Desde enero, SINPRENSAL trabaja junto a APES, la Universidad Nacional de Salta y otros organismos en la redacción de un nuevo estatuto que contemple las nuevas tecnologías, los streaming y las plataformas digitales. El próximo martes, los sindicatos de prensa de todo el país se movilizarán al Senado de la Nación para presentar el proyecto. “Salta va a estar presente en el Senado de la Nación defendiendo a las y los trabajadores de prensa”, aseguró Díaz.
Sobre las condiciones laborales, el dirigente describió una situación de extrema precarización. Un periodista registrado bajo convenio percibe hoy alrededor de 820.000 pesos, cuando la canasta básica alimentaria ronda el millón y medio. Los no registrados cobran incluso menos de un salario mínimo vital y móvil (350.000 pesos), lo que los obliga a tener dos o tres trabajos simultáneos.
“La flexibilización laboral llegó hace muchos años a los trabajadores de prensa. Por eso la reforma laboral la miramos de reojo: es lo que venimos viviendo hace décadas“, graficó Díaz, quien además señaló la brecha estructural entre periodistas de la capital y del interior profundo de Salta —como Iruya, Rivadavia o Embarcación— donde las oportunidades laborales son drásticamente menores.
Frente a este panorama, Díaz convocó a la unidad del sector sin distinción de banderas ideológicas: “Hay que dejar los egoísmos y el egocentrismo, juntarse y ver de qué manera entre todos equilibramos algo“. Identificó además otro desafío central: reconectar con una sociedad de la que el periodismo se ha distanciado. Según datos que citó, el 40% de la población ha dejado de informarse, migrando hacia plataformas de entretenimiento.

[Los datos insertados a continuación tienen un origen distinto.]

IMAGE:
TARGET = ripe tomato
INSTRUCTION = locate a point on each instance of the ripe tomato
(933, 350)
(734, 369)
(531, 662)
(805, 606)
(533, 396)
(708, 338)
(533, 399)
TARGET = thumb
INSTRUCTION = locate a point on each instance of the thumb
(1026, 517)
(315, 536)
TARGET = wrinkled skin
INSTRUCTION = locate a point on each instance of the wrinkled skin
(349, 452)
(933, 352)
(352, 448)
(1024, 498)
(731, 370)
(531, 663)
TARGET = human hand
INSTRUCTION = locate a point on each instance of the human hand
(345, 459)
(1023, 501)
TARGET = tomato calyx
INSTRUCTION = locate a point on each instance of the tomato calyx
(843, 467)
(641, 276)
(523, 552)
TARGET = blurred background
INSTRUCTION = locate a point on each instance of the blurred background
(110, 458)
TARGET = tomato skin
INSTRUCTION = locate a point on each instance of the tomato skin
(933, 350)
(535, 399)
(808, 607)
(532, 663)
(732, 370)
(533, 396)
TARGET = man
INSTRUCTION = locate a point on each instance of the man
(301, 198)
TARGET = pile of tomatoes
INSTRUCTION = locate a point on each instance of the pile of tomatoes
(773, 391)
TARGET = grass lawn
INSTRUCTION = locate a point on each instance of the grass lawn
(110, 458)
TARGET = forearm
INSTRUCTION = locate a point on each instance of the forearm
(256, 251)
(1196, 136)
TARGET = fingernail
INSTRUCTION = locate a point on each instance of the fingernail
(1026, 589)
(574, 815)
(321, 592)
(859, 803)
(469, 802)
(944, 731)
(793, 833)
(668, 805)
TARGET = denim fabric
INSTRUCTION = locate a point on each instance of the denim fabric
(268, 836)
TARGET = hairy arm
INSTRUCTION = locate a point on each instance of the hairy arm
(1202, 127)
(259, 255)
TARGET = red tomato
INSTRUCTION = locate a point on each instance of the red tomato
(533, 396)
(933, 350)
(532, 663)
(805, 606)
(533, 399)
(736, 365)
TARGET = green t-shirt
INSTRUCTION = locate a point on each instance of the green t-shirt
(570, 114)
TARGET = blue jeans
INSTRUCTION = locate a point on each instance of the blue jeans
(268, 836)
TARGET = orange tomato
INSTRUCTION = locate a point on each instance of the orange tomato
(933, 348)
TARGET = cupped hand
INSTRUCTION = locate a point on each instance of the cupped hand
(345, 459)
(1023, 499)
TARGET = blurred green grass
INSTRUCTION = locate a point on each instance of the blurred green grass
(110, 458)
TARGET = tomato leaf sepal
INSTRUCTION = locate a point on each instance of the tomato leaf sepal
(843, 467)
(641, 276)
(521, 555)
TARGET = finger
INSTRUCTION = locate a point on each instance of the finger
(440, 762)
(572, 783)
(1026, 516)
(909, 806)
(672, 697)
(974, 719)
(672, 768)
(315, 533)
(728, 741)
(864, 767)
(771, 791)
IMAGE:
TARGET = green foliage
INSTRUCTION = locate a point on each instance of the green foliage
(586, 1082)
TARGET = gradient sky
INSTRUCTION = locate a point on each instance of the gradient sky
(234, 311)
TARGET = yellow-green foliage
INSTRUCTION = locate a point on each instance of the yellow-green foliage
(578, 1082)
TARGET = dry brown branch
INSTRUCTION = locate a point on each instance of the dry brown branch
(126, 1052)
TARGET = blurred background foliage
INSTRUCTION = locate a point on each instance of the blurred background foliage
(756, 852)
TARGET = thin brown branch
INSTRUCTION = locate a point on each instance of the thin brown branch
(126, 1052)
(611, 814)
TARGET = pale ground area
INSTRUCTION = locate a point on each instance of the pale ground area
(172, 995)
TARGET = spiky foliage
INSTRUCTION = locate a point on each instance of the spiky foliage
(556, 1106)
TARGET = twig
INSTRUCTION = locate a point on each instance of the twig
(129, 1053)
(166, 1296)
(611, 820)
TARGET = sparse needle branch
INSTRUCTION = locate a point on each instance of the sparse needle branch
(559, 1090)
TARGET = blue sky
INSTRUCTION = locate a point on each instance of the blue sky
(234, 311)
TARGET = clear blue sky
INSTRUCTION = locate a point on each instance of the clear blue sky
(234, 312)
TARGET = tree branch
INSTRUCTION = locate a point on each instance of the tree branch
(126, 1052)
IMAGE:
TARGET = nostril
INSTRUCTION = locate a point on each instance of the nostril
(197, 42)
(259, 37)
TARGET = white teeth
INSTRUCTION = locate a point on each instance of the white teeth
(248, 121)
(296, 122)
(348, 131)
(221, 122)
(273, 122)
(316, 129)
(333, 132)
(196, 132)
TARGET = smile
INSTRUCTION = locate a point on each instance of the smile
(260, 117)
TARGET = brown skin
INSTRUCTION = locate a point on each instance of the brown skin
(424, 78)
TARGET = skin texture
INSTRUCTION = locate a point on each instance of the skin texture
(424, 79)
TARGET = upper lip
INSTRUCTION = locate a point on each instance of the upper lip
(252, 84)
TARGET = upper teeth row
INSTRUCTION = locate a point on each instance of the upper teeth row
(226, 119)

“El desafío del periodismo es volver a enamorar, volver a llegar a la gente, volver a entusiasmar con nuestras noticias. Y para eso tenemos que estar preparados, ser más creativos, utilizar las herramientas tecnológicas”, concluyó. Y cerró con una frase que resumió el espíritu de la jornada: “No vamos a permitir que estos sinvergüenzas nos roben la alegría”.